When Life Must Go On


With her husband suddenly gone—and so soon after the start of the Civil War—Margaret Broyles Van Wyck faced multiple challenges. Though she had spent her entire childhood in Pendleton, South Carolina, following her husband's graduation from medical school, the young Van Wyck family had settled in Huntsville, Alabama, where Samuel set up his practice.

By the time of the 1860 census, the Van Wyck family included four year old son William, his three year old brother Samuel, two year old Oze, and an infant daughter, listed only as "Babe." Though Vandiver's Traditions and History of Anderson County reported that, when her husband was killed during the war, Margaret was left with "three little children, two boys and one girl," that was not entirely correct. That record, however, may have been in error for another unfortunate reason.

The oldest boy, William, born in 1856, was only seven years of age when he died in 1863. The Vandiver account doesn't mention him at all, though Margaret's daughter—the infant "Babe," likely named after her mother, or perhaps the other Broyles or Taliaferro elders of that same name—was poignantly woven into the passage on her widowed mother.
The little daughter soon followed her father to the grave, carrying a part of the mother's heart with her. Towards little girls Mrs. Van Wyck was always most tender.
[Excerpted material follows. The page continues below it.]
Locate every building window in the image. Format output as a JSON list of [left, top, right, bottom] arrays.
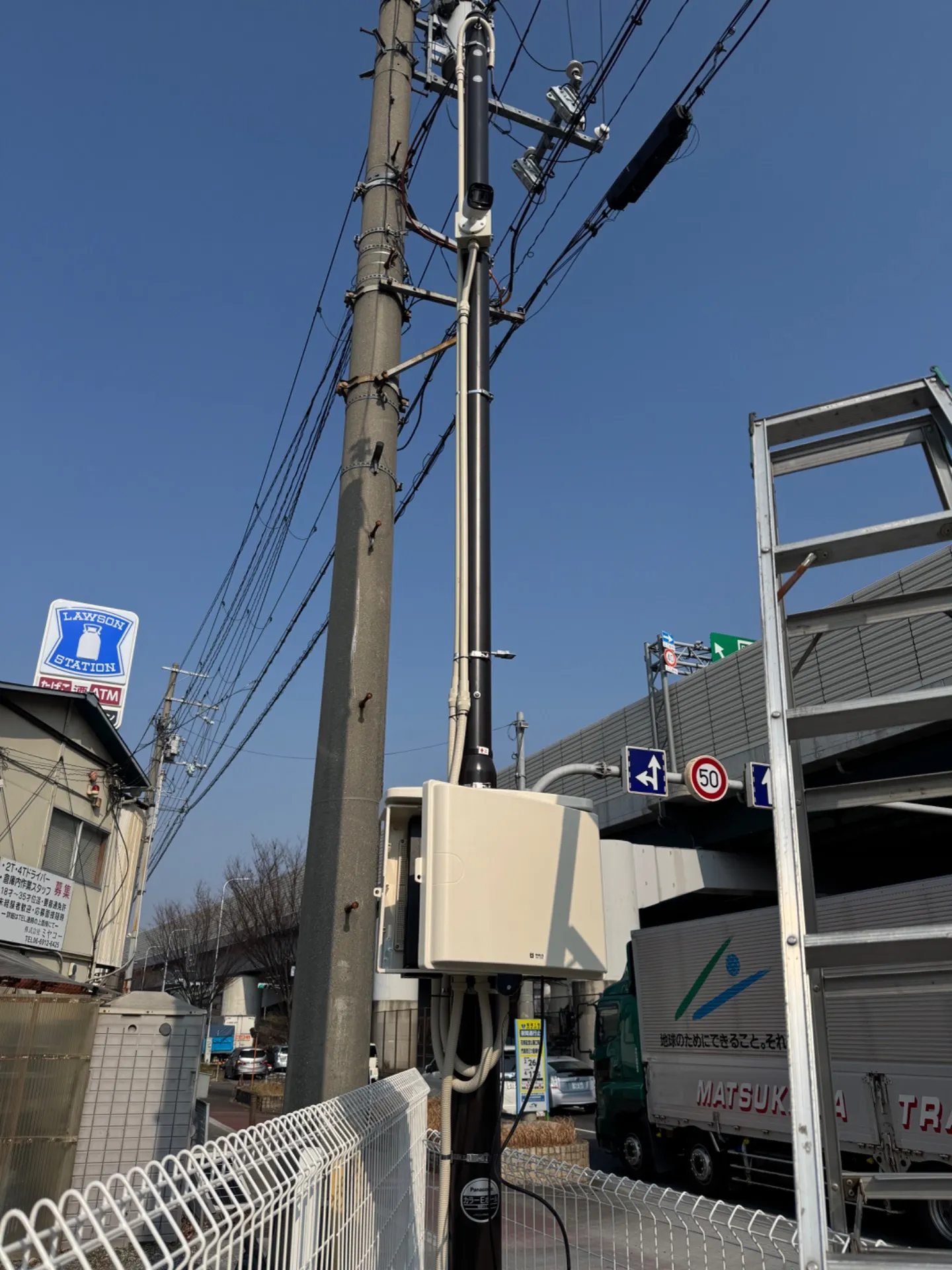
[[43, 810, 106, 886]]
Raising her two remaining children, Margaret Van Wyck either felt compelled to constantly be industrious, or to seek a way to provide financially for her family. Vandiver noted that "the young widow took up life as well as she could, and worked for her boys."
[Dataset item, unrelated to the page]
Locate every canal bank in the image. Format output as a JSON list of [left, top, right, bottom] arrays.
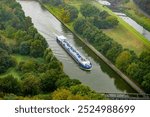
[[39, 1, 145, 94], [17, 0, 139, 94]]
"Worked," as it turned out, was a word in that narrative meant most literally. Apparently, by 1881, a General Lewis M. Ayer moved from Barnwell County—original home of my McClellans who were the early settlers I've been researching in north Florida—to set up a school for girls in Anderson County. He called the school The Anderson Female Seminary. Included in the Vandiver history was a listing of all the teachers in the faculty of General Ayer's degree-granting institution, including "Mrs. Margaret Van Wyck, long one of Anderson's most honored citizens."

"Enthusiastic in everything that interested her," Margaret Broyles Van Wyck "impressed her vivid personality" on many of the women whom she taught. The Vandiver history—and its quoted passages in the Ashtabula book—noted that although Margaret lived "to be very old, and almost blind...her cheerfulness, enthusiasm and interest in life never failed."

That was Margaret Broyles Van Wyck's legacy in the community where she returned, after the death of her husband. As for her own family, her two remaining sons, Samuel and Oze, married and raised large families of their own in homes not far from that place of their later childhood.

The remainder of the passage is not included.